Jonathan Markle sat in a hospital, shivering and in shock less than two hours after his SUV crashed through the ice on Lake Minnetonka with his 8-month-old daughter strapped inside, when a deputy asked him if he’d submit to a blood draw for alcohol testing.
“I don’t really have a choice, do I?” he asked, according to testimony. He didn’t, the deputy replied.
Markle submitted to the test, which showed he was legally drunk. His daughter died three days later. The criminal-vehicular homicide case against him now hinges on whether that blood sample can be used as evidence in the wake of a recent U.S. Supreme Court ruling that deemed warrants necessary for blood draws in most drunken-driving cases.
Markle, 41, of Minnetrista, was charged with the felony after he drove his SUV onto a frozen channel between Priests and Halstead bays Jan. 18 on the way home from Lord Fletcher’s restaurant. When the vehicle broke through, his wife, Amanda, 31, and a second daughter, 2-year-old Isabelle, escaped from the submerged vehicle and were treated for hypothermia. His infant daughter, Tabitha, spent more than 15 minutes underwater before divers were able to rescue her.
According to testimony, Markle took the shortcut over his wife’s protests. Transcripts of 911 calls show Markle refused to leave the sinking vehicle as he dove repeatedly into the dark, freezing water as he tried to save his daughter. Markle, who is free on bail, sat next to his attorneys and watched the proceedings.
High court ruling vs. state law
In the motion hearing Tuesday, Markle’s attorneys, Joe Friedberg and Paul Engh, argued to have the blood sample — the key piece of evidence in the case against him — thrown out. The sample revealed a blood alcohol level of 0.13 percent, well over Minnesota’s legal driving limit of 0.08 percent. Prosecutor Deborah Russell countered that time was of the essence when the incident changed from rescue operation to criminal investigation the moment a police officer smelled alcohol on Markle’s breath.
“If they had understood what the Constitution demands, they would have gotten a warrant,” Friedberg argued to District Judge Jay Quam. “The reason they didn’t do it is very clear: Nobody’s told them to.”
Friedberg’s argument hinges on the U.S. Supreme Court’s April decision in Missouri vs. McNeely, a 5-4 ruling that said authorities should obtain a warrant before taking blood samples from suspected drunken drivers. The ruling rejected two Minnesota Supreme Court rulings that said warrantless blood draws were permissible because of the risk that blood alcohol levels could dissipate in the time required to obtain a warrant.
Under Minnesota’s implied consent law, consent to take a blood sample is not required in cases of accidents with injury or death. Because of that, Hennepin County sheriff’s deputy Adam Moore testified that he never considered getting a warrant to take a blood sample from Markle at Ridgeview Medical Center in Waconia.

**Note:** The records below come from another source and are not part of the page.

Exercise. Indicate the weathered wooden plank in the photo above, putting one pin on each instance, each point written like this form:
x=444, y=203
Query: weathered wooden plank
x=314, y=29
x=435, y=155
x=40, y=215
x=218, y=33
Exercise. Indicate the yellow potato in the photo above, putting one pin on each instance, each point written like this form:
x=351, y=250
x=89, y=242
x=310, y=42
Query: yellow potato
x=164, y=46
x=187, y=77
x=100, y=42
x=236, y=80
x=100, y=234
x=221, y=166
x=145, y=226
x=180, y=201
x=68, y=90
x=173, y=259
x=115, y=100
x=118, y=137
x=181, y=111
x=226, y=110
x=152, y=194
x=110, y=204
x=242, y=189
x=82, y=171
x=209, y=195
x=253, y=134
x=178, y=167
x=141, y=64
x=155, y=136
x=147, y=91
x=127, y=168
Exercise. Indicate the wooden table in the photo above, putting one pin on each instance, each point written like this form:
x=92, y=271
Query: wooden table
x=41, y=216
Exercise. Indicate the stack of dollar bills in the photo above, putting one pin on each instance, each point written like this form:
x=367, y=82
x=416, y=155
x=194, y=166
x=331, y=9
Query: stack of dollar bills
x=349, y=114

“From what I knew of the law and the policies of our department, we could take it without his consent in this instance,” he testified.
Passing time an issue
Russell argued that under the McNeely decision, every case needs to be analyzed on its own facts. In this case, she said the deputy was told by doctors to wait before he could speak with Markle, and after 30 minutes passed, Markle took 20 minutes to consult with an attorney. At 6:57 p.m., just shy of two hours after the first 911 calls, Markle submitted the sample.
During his arguments, Friedberg showed a document with the home and cellphone numbers of 61 Hennepin County judges, proving that it would not have been difficult to get a telephone warrant from a judge — particularly when one was on call that night. Russell countered that Moore would have needed to first speak with Markle before having enough information to get a warrant, all the while time was running out. An Orono police officer first smelled alcohol on Markle’s breath, and Markle told him he had two beers that night.
“I’m not sure a judge would sign a warrant that said, ‘I heard from another officer he’d been drinking,’ ” Russell said.
Friedberg and Engh also argued that the case should be thrown out because Markle did not cause the death of his daughter as he couldn’t foresee the SUV would go through the ice when there were no warning signs in the immediate area, and that thousands of vehicles and ice shacks are on the lake’s frozen surface every winter. The fact that he had been drinking before the accident occurred, they argued, is irrelevant.
Engh compared the incident to two drivers, one over the legal blood alcohol limit and the other sober, each striking a large pothole that causes a crash and kills their passenger. Why, he argued, should one be held criminally responsible and the other not?
“I believe [Russell] would say because one is drunk and one isn’t,” Quam said.
“She would,” Russell said.
“The cause is not the driver, the cause is the pothole,” Engh countered. “That’s the difference.”
Quam is expected to rule on the motions later.